Je fais tomber l'uniforme que je n'avais pas retiré depuis un mois entier.
Je retirai la brisque de première classe que je prenais soin de déposer délicatement sur un meuble.
Après avoir enfin retirer mes effets personnel des poches.
Je puis enfin balancer ce tissu des enfers vers une cheminée sans aucun remords.

Je pouvais enfin me glisser sous l'eau chaude.
La crasse tombait dans la baignoire blanche qui était maintenant immaculée de boue et d'impureté en tous genres.
Ma peau retrouvait sa propreté d'avant-guerre, mon corps était lavé... mais pas mon esprit.

Je venais ensuite prendre une lame de rasoir.
La petite guillotine venait faire tomber les poils de ma barbe pour laisser apparaître mon visage marqué par la fatigue.

Je recule et me regarde dans le miroir.
Mon corps s'est fortement musclé, les privations de nourriture l'ont fait maigrir mais les mouvements du combat l'ont transformé.
J'ai l'impression de voir un homme nouveau.

Je me rince le visage et part enfin me mettre une chemise propre sur le dos.

Habille proprement je pars vers le stock géré par le sergent Palvot deja équipé.

-Le jeune bourgeois est de retour.
Prenez vos effets caporal !

Il me donne mon nouvel uniforme.
Un uniforme entièrement bleu, le pantalon rouge avait disparu et sur la manche gauche les galons de caporal.
Moi Caporal ?
Dire que je voulais me cacher et ne pas aller me battre au début de ce conflit.

Je n'avais pas la force d'aller manger ce soir, je prends ainsi mon équipement et repars vers nos appartements.

Je m'allonge dans ces draps propres et viens fermer mes yeux, mes yeux aussi lourd qu'une montagne pleine de neige.
Je ne peine pas à m'endormir, mais mon sommeil est agité et je pense à chaque visage que j'ai arraché à la vie, l'odeur fétide de la mort.
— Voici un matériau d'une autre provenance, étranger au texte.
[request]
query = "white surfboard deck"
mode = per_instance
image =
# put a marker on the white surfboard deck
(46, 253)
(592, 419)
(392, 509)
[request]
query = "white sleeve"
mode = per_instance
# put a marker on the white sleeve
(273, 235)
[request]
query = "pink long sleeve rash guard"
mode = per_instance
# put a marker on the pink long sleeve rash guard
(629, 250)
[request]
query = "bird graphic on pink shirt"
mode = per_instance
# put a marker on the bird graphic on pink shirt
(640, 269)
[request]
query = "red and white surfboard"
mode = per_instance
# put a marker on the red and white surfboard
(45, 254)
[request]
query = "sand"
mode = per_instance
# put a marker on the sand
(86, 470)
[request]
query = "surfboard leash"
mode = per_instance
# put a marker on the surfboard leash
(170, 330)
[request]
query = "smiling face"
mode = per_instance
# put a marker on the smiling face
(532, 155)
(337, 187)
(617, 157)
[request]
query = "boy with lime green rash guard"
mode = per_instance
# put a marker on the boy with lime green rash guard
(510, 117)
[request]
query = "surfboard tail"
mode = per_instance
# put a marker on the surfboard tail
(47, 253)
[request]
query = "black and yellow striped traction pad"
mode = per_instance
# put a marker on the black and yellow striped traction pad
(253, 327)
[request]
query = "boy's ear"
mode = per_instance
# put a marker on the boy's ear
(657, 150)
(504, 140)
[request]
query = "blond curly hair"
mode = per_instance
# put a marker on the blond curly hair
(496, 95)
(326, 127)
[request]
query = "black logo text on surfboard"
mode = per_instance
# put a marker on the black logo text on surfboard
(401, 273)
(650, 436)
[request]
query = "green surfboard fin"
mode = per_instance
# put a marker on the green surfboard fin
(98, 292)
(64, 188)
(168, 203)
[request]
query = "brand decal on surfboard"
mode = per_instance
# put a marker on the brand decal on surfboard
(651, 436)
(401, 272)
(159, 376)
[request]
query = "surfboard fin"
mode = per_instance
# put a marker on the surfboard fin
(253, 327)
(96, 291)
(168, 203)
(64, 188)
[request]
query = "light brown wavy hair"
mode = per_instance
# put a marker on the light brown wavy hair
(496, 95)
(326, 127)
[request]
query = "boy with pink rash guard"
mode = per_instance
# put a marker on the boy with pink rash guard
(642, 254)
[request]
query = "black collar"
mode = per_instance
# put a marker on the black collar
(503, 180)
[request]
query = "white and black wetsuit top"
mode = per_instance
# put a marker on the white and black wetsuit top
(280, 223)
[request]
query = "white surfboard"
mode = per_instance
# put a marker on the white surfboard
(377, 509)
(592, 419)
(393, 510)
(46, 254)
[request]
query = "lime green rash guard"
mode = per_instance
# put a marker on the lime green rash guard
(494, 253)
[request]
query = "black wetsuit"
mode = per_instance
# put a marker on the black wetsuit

Ce bruit si particulier vient chatouiller mes oreilles, le chant du coq.
Mais la voix du Sergent Palvot vient nous arracher à nos cauchemars rapidement !

-Darwin un train est prévu dans 30 min pour Paris !
Tu as 4 jours de permission.

Il sort rapidement et continue à gueuler à mes amis leurs horaires de trains.
J'enfile ainsi rapidement mon uniforme laisse mon équipement de faucheur ici.

Mon excitation est au paroxysme ! J'ai hâte de la retrouver ! De retrouver Marie, de retrouver ma mère et d'aller voir mon père... lui rendre un dernier hommage au Père Lachaise.

J'accours vers la gare saluant mes amis.
Une fois dans le train, le wagon est quasiment vide, je m'assieds sur un siège près d'une fenêtre et regarde dehors attendant le départ.
Un homme mystérieux passe devant, il se place devant le wagon, c'était Kaptan.
Il allait à Paris ! Mais pour y faire quoi ?
Je suis soudain secoué ! Le train commence à avancer. La machine à vapeur crachant une épaisse fumée noire et rugissant aussi fortement que les dragons de tous ces livres du
Moyen-Âge.
Il part vers l'intérieur de mon coeur, la plus belle partie de moi.
En retour vers Paris, en route vers Marie.